/ITK-Breakout

Investigator Toolkit Breakout
2012-07-15 DUG Meeting
Matt Jones & John Kunze & Carly Strasser

There is a running list, developed informally, of 86 different tools used by researchers and data managers.

Discussed community effects in how the list of potential ITK tools were presented to and prioritized by the groups who participated in those informal discussions.

Portal is very traditional (Space/Time/Keyword) - suggestions for improvements are welcome

Bob Sandusky - libraries are using canned indexes that are not yet searching for data (is this a place for schema.org?) Examples: OCLC, WorldCat Local, Summon
And, Google is intentionally *not* indexing datasets
- A few libraries trying to work out how to gather up dataset metadata for discovery, e.g. UW-Madison "Forward" effort

Matt - need to engage data providers early in the life cycle. They may not be ready to share data at that time.

Don't spend more time developing lists of tools, you may have plenty of information on which tools.

Hack-a-thons: Identify tools people are really using, to build out tools or prototyping, and to write documentation.

Try to engage folks from some of the specific high-priority tool development teams (Microsoft, ESRI, OPeNDAP, ...).
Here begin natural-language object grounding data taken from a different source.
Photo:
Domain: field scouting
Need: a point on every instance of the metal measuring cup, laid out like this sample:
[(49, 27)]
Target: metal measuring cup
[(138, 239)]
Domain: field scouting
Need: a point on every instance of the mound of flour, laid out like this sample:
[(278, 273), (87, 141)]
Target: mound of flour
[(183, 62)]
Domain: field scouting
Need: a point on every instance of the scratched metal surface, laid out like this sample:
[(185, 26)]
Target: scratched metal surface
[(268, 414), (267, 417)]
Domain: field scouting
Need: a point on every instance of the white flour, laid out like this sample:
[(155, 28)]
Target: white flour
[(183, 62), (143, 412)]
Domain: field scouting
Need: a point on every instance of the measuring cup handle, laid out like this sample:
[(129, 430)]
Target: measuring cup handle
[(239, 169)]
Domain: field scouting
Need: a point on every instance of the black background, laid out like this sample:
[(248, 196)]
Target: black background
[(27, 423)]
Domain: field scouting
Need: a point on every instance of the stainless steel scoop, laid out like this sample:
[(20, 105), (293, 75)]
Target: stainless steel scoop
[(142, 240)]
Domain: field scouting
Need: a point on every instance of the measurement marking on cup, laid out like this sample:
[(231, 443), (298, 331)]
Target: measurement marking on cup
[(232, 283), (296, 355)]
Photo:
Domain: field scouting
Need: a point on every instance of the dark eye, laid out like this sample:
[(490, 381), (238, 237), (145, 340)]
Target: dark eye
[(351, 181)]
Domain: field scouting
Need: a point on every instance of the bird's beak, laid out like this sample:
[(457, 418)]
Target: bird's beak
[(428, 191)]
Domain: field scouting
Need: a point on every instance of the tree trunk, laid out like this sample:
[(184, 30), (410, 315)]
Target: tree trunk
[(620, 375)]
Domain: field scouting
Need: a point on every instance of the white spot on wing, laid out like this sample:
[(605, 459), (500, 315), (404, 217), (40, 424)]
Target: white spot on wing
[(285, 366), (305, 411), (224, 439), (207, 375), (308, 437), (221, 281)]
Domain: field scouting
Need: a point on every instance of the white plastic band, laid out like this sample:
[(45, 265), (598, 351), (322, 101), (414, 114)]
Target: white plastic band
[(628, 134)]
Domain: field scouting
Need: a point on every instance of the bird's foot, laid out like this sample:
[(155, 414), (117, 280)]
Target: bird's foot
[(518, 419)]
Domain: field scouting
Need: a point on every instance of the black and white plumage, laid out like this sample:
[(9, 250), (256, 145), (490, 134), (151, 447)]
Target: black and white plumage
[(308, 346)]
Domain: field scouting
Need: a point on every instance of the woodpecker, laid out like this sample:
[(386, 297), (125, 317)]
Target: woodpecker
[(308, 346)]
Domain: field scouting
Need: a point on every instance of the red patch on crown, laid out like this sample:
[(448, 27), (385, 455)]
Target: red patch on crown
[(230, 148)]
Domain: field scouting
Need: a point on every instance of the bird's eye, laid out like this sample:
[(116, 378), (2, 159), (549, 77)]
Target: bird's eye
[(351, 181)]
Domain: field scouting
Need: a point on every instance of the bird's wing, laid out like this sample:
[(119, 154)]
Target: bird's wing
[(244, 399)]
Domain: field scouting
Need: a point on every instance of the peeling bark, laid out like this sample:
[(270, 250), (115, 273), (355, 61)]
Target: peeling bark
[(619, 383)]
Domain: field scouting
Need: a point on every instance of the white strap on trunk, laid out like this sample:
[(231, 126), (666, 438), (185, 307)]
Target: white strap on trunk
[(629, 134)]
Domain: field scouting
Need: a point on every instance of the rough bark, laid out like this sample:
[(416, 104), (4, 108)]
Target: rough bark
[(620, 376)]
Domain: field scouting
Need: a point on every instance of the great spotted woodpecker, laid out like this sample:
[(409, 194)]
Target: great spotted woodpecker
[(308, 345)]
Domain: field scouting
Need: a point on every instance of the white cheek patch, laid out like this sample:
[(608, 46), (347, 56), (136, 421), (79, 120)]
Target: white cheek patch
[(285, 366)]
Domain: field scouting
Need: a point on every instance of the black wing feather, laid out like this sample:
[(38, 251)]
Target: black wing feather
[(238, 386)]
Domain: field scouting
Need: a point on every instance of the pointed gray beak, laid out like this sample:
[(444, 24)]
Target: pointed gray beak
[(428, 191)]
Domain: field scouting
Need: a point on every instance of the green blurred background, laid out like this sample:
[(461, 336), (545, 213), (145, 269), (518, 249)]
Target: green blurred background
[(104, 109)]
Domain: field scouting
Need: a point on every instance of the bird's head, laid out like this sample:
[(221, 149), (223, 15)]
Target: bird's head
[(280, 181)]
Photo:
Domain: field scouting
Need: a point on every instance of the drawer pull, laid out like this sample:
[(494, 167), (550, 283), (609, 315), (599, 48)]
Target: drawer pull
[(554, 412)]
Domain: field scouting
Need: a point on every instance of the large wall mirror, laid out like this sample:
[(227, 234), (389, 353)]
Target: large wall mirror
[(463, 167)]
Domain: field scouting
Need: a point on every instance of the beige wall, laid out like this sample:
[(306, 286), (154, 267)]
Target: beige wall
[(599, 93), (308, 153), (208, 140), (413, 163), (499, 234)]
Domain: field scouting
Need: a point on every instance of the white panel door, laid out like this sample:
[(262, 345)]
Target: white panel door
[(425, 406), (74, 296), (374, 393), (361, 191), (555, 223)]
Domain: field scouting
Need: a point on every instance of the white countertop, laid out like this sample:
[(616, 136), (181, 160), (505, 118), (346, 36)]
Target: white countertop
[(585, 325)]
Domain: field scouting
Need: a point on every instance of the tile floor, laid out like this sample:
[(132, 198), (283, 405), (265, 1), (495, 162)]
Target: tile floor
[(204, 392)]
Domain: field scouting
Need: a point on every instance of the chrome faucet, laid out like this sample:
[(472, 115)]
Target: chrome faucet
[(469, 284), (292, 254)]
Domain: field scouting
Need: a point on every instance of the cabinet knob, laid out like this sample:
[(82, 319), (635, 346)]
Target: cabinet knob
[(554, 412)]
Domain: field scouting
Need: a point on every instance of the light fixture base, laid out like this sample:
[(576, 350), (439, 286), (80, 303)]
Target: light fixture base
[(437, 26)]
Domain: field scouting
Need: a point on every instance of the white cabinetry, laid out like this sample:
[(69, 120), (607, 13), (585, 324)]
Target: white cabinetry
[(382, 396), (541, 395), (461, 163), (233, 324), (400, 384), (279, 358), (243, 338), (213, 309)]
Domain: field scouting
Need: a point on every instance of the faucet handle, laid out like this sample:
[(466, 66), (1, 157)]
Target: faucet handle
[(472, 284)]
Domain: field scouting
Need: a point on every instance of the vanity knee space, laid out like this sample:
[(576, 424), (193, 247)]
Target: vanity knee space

This can get in-kind help on development.

NESCent hack-a-thons:
- community members propose hack-a-thon themes
- organize the event
- open call for participation (not invitations)
- try to enage non-coders (power users) to 'ground truth' the design and development; sometimes even work on documentation
- the follow-up effort following a hack-a-thon can be significant to finish something up; sometimes utilize internships to complete the finishing touches

Challenge: how can we get tool input from investigators themselves, not just developers?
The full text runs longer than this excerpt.